Plane crashes and security breaches

admin
March 11th, 2010

by Christian Moldes

In Outliers, Malcom Gladwell analyses how plane crashes are the result of a combination of errors. I found this analysis very interesting because of the similarity with most security breaches. A brief excerpt of his book:

“Plane crashes rarely happen in real life the same way they happen in the movies. Some engine part does not explode in a fiery bang. The rudder doesn’t suddenly snap under the force of takeoff. The captain doesn’t gasp, “Dear God,” as he’s thrown back against his seat. The typical commercial jetliner – at this point in its stage of development – is about as dependable as a toaster. Plane crashes are much more likely to be the result of an accumulation of minor difficulties and seemingly trivial malfunctions.

The typical accident involves seven consecutive human errors. One of the pilots does something wrong that by itself is not a problem. Then one of them makes another error on top of that, which combined with the first error still does not amount to catastrophe. But then they make a third error on top of that, and then another and another and another and another, and it is the combination of all those errors that leads to disaster.”

Security breaches happen exactly like that. They are the result of a combination of minor or seemingly insignificant errors. Let me illustrate this. A few years ago, a merchant suffered a breach, and its case is one of the best examples for this topic. Their e-commerce website was developed in-house but some of the components had been developed by a third party. The application had been thoroughly reviewed for security vulnerabilities and none had been identified as risky. However, one of the components was not reviewed, it was added a few days after the application review had been completed, and since it was not related in any way with payment transactions, it was deemed as non-critical.

The merchant had a network IDS which was maintained and monitored by a MSS (managed security services) vendor.

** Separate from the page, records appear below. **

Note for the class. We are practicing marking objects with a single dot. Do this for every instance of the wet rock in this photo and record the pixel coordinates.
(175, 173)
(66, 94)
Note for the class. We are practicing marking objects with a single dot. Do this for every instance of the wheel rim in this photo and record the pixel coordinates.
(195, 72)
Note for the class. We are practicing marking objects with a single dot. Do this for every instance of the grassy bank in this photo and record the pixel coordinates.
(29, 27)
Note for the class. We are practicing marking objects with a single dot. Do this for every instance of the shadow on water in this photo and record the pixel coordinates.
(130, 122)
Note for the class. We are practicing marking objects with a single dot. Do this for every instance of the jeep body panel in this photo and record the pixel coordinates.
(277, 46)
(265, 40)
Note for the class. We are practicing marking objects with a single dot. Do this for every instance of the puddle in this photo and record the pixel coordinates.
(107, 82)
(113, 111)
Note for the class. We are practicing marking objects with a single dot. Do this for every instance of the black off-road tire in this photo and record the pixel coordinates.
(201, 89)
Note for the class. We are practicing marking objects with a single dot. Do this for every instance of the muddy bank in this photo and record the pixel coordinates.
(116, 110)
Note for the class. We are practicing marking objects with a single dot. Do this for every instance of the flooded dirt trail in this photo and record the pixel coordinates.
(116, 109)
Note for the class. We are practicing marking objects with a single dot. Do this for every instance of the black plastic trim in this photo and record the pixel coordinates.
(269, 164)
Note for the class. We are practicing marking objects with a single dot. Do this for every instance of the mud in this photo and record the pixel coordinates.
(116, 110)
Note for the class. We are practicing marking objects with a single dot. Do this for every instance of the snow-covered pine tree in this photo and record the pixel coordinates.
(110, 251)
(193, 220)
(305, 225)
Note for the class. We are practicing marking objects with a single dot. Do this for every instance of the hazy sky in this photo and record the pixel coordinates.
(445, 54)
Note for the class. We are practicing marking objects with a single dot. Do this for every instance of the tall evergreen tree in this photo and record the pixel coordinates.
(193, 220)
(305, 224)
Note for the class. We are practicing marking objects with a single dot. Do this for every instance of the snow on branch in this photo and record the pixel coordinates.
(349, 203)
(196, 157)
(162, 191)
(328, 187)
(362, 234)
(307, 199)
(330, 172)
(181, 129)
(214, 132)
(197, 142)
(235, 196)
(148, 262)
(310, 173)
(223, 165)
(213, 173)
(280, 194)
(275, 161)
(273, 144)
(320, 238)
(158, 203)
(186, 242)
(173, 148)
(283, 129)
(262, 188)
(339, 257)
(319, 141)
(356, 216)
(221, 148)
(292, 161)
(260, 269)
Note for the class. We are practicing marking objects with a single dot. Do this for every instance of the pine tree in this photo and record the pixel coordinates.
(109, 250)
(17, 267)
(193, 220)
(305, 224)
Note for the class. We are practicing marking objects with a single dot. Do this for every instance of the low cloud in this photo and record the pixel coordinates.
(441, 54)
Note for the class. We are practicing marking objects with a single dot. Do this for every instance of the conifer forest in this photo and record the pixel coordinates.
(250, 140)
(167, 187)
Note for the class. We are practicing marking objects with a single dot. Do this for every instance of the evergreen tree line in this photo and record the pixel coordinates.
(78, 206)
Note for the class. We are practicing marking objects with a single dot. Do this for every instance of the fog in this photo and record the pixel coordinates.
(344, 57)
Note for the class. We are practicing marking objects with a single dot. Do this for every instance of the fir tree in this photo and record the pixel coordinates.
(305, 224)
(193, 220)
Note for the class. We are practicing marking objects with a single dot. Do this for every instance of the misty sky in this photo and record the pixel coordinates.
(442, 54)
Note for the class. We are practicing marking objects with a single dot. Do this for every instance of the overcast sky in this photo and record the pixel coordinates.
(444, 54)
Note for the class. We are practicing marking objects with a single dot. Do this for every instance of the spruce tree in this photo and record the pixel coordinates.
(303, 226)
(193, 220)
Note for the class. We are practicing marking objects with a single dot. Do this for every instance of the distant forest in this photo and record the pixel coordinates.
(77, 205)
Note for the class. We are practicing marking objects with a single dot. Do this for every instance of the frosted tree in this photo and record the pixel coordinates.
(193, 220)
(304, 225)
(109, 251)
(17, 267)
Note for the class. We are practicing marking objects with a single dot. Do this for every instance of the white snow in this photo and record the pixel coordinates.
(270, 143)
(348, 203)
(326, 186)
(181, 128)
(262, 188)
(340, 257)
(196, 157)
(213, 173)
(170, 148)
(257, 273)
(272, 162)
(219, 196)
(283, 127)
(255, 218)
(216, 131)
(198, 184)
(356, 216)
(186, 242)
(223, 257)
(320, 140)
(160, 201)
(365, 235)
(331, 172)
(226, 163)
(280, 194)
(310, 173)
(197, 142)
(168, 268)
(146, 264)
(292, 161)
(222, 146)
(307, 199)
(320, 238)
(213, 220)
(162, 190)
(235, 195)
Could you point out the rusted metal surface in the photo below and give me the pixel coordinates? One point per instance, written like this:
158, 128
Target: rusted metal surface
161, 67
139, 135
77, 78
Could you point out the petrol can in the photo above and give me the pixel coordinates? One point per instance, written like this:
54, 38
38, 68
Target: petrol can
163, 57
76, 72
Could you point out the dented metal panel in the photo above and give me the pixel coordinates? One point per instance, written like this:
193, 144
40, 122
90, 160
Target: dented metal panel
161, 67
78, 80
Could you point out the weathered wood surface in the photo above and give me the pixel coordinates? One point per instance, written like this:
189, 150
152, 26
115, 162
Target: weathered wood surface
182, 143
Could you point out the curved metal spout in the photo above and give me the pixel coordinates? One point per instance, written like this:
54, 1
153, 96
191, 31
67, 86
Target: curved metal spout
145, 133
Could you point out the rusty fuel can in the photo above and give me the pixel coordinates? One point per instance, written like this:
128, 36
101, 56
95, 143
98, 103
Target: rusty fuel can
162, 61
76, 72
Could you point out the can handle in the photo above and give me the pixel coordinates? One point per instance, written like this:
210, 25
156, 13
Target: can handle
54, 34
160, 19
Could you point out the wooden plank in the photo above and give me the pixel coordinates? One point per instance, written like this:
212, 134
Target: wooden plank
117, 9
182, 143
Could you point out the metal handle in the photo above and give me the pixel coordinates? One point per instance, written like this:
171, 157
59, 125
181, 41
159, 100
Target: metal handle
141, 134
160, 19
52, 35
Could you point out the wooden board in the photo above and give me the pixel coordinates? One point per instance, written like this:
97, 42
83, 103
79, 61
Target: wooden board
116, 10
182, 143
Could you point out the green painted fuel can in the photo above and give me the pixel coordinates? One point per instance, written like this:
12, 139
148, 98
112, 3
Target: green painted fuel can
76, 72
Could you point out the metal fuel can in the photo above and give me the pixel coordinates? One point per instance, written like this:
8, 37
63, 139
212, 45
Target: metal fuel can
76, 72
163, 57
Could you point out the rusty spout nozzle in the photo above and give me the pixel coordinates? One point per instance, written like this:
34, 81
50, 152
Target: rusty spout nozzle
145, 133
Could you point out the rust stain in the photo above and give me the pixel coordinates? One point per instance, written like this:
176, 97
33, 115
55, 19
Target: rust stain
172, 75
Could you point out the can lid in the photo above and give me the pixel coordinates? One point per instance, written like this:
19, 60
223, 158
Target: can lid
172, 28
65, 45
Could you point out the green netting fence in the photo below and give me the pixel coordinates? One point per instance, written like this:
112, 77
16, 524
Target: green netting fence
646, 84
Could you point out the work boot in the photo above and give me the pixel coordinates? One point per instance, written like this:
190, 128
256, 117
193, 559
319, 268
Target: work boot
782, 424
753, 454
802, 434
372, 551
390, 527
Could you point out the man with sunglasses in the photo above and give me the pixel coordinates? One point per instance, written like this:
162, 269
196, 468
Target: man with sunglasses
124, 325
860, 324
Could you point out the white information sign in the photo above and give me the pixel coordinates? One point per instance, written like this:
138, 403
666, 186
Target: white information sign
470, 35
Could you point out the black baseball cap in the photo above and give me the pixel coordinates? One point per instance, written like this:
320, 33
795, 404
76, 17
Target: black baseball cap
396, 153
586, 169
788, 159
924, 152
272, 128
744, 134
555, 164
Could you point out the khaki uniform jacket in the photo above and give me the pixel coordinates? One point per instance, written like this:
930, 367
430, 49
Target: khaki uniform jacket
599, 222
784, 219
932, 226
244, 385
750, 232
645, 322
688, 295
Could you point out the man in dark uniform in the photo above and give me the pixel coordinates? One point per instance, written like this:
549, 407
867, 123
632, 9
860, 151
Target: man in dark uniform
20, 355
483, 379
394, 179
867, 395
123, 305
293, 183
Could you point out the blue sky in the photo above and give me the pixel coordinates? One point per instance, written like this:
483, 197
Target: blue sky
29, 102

The device had signatures that were able to recognize SQL injection attempts and they were supposedly enabled. One of the vendor’s security analysts disabled rules monitoring attacks on port 80 and 443 for the e-commerce servers. This was probably because they generated many false-positive alerts, and was most likely intended as a temporary action. As a result, none of the attacks and unusual traffic on those ports was detected by the IDS.

The e-commerce site was using a trusted relationship to connect to the database. Credit card numbers had been encrypted in the database a few months ago. During the process as a contingency plan, the DBA exported the tables containing sensitive data before encrypting some of the columns. The backup files had been left on the database server since then.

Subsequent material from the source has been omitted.